Tanto Olmos como Pron ejercen la crítica literaria con pasión ejemplarizante. Los dos son grandes, grandísimos lectores, insaciables y totalizantes. Están preocupados por lo que se publica y por lo que se reedita, por los autores contemporáneos y por las relecturas de eso que llamamos clásicos, por los nuevos escritores y por los descubrimientos inesperados. No se conforman con las publicaciones de las editoriales mayoritarias, bien al contrario, bucean en las nuevas, en las independientes y en las marginales. Interrogan textos de todo tipo con presupuestos radicales, originales y exhaustivos. A veces, es cierto, son cruentos con ellos; a veces son tolerantes. Siempre son, eso sí, exigentes, y nunca son, o no suelen ser, complacientes. No tienen la misma forma de leer, ni de juzgar ni de exponer, pero coinciden en la integridad.

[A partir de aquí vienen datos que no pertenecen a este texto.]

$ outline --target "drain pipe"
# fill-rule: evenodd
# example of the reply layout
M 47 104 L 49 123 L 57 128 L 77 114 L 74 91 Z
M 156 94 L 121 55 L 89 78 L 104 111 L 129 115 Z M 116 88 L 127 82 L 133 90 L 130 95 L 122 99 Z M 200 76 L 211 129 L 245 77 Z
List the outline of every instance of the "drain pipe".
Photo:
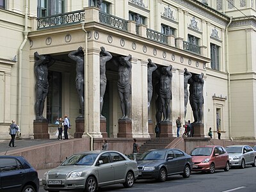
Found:
M 21 124 L 21 82 L 22 74 L 22 50 L 28 41 L 28 0 L 25 0 L 25 16 L 24 16 L 24 30 L 23 31 L 24 40 L 19 49 L 19 76 L 18 76 L 18 119 L 17 123 L 22 127 Z
M 232 20 L 233 17 L 230 17 L 229 22 L 228 25 L 226 27 L 226 57 L 227 57 L 227 72 L 228 74 L 228 124 L 229 124 L 229 129 L 228 129 L 228 132 L 229 132 L 229 138 L 231 141 L 233 141 L 233 138 L 232 137 L 232 129 L 231 129 L 231 96 L 230 96 L 230 93 L 231 93 L 231 89 L 230 89 L 230 73 L 229 72 L 229 57 L 228 57 L 228 28 L 229 25 L 231 24 Z
M 85 133 L 90 138 L 90 148 L 93 150 L 93 138 L 88 131 L 88 41 L 87 41 L 87 31 L 84 29 L 84 22 L 81 22 L 82 30 L 85 33 L 85 52 L 84 52 L 84 129 Z

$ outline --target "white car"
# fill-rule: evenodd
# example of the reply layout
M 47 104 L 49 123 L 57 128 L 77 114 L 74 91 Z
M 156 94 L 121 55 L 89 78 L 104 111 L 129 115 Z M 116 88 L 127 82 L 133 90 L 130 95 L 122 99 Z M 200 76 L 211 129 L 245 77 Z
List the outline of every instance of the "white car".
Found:
M 46 172 L 42 179 L 48 191 L 83 190 L 123 184 L 131 188 L 138 176 L 137 163 L 117 151 L 89 151 L 74 154 Z
M 256 151 L 249 145 L 230 145 L 225 147 L 230 166 L 244 168 L 246 165 L 256 166 Z

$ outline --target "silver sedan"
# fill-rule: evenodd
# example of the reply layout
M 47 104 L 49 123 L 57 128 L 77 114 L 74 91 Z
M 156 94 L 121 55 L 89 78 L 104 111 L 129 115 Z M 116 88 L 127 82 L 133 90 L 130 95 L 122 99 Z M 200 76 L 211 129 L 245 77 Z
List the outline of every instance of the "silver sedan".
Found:
M 122 183 L 131 188 L 138 176 L 137 163 L 116 151 L 90 151 L 74 154 L 45 173 L 42 184 L 48 191 L 84 190 Z
M 256 152 L 248 145 L 230 145 L 226 147 L 230 166 L 244 168 L 246 165 L 256 166 Z

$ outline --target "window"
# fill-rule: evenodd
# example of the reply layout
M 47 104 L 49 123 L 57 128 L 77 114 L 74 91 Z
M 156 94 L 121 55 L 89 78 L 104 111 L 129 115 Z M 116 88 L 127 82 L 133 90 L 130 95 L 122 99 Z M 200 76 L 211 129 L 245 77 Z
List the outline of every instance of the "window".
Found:
M 220 47 L 211 44 L 211 67 L 216 70 L 220 70 Z
M 49 71 L 49 90 L 47 98 L 47 119 L 49 124 L 54 124 L 61 114 L 62 76 L 61 72 Z
M 138 13 L 129 12 L 129 19 L 134 20 L 136 22 L 136 24 L 146 24 L 146 17 Z
M 37 17 L 44 17 L 64 13 L 64 1 L 37 0 Z
M 5 9 L 5 0 L 0 0 L 0 8 Z
M 116 162 L 116 161 L 124 161 L 125 159 L 120 156 L 118 153 L 115 152 L 111 152 L 110 156 L 111 156 L 111 158 L 113 159 L 113 162 Z
M 89 5 L 90 6 L 97 6 L 99 0 L 89 0 Z M 102 1 L 100 4 L 100 11 L 106 13 L 109 13 L 110 3 Z
M 188 40 L 191 44 L 196 45 L 199 45 L 199 38 L 197 38 L 193 35 L 188 35 Z
M 165 35 L 175 35 L 175 29 L 171 28 L 170 26 L 168 26 L 164 24 L 161 25 L 161 33 Z

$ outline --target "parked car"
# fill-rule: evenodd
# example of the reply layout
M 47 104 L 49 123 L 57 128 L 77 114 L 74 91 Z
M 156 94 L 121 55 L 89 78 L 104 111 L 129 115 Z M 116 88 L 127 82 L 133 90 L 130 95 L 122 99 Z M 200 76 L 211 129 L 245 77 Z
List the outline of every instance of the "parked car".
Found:
M 194 163 L 192 171 L 206 171 L 214 173 L 215 170 L 229 170 L 228 154 L 225 148 L 217 145 L 196 147 L 190 152 Z
M 164 182 L 168 176 L 180 174 L 189 177 L 192 159 L 176 148 L 150 150 L 137 160 L 138 179 L 156 179 Z
M 21 156 L 0 156 L 0 191 L 37 192 L 39 179 L 36 170 Z
M 252 148 L 253 148 L 255 151 L 256 151 L 256 145 L 254 145 L 254 146 L 252 147 Z
M 131 188 L 138 175 L 137 163 L 117 151 L 90 151 L 71 156 L 45 173 L 42 184 L 48 191 L 84 190 L 122 183 Z
M 246 165 L 256 166 L 256 151 L 249 145 L 230 145 L 226 147 L 230 166 L 244 168 Z

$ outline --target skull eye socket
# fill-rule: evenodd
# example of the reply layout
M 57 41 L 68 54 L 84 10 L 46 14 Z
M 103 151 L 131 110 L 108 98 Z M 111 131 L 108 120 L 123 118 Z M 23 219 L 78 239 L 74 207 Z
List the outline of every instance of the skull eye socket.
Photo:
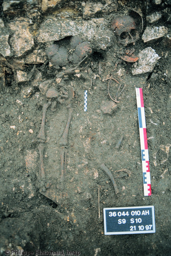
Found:
M 120 35 L 120 37 L 121 39 L 125 39 L 125 38 L 127 38 L 129 34 L 128 32 L 122 32 Z
M 135 37 L 136 36 L 136 31 L 135 29 L 131 29 L 130 31 L 130 34 L 132 37 Z

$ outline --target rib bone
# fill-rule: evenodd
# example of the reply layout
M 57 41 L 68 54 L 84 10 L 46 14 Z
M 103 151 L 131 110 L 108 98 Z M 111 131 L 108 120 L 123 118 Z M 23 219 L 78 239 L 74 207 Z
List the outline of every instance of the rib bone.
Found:
M 66 146 L 68 144 L 68 131 L 71 119 L 72 111 L 73 111 L 72 108 L 70 108 L 69 110 L 68 118 L 67 125 L 64 132 L 64 133 L 59 141 L 60 145 Z
M 41 126 L 41 129 L 39 133 L 37 136 L 37 139 L 40 142 L 44 142 L 45 141 L 45 118 L 46 110 L 47 110 L 49 106 L 51 104 L 51 101 L 48 101 L 48 103 L 44 104 L 43 106 L 43 116 L 42 120 Z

Desde luego, en lo que no coinciden es en los gustos, en las pasiones, en la concepción de la literatura ni en sus cometidos. Es difícil imaginar dos obras tan divergentes en el tratamiento de los temas y en las obsesiones resultantes. Ambos son dos escritores verdaderos, ambiciosos y luchadores, pero tampoco en sus méritos o debilidades pueden ser comparados. Acaso les une la voluntad de estilo y el inconformismo, pero puede que me equivoque y por eso no voy a pisar ese terreno. Entiendo que también les iguala la propensión a sincerarse en las entrevistas, la tentación de hacer declaraciones rotundas, como machetazos, que no dejan indiferente a nadie. Más allá de eso, como dicen los escritores plagiaristas, padrastros ni en los dedos.
Y bien, ¿qué podemos sacar en claro de todas estas afinidades y rechazos? Ahí van mis conclusiones. Uno, que los escritores a veces son los peores críticos de sus obras pero son los mejores comentaristas de las obras de los demás. Dos, que los escritores son imprescindibles en la elaboración del canon, tan encogido como está, en la construcción de listas, tan aleatorias como son, y en la filtración de las recomendaciones, tan caprichosas ellas. Tres, que los escritores son antes que nada lectores y que no se puede pretender crear una voz propia si previa o simultáneamente no se han depurado y asimilado las voces de los demás. Y cuatro, que se puede estar en desacuerdo con las políticas o criterios de los demás pero que irremediablemente se ha de estar de acuerdo en la argumentación de postulados analíticos y constructivos que favorezcan la exaltación y el crecimiento de la literatura. Sí, la literatura, esa cosa a la que todos debemos amistad eterna, incluso los que no se tienen por tales.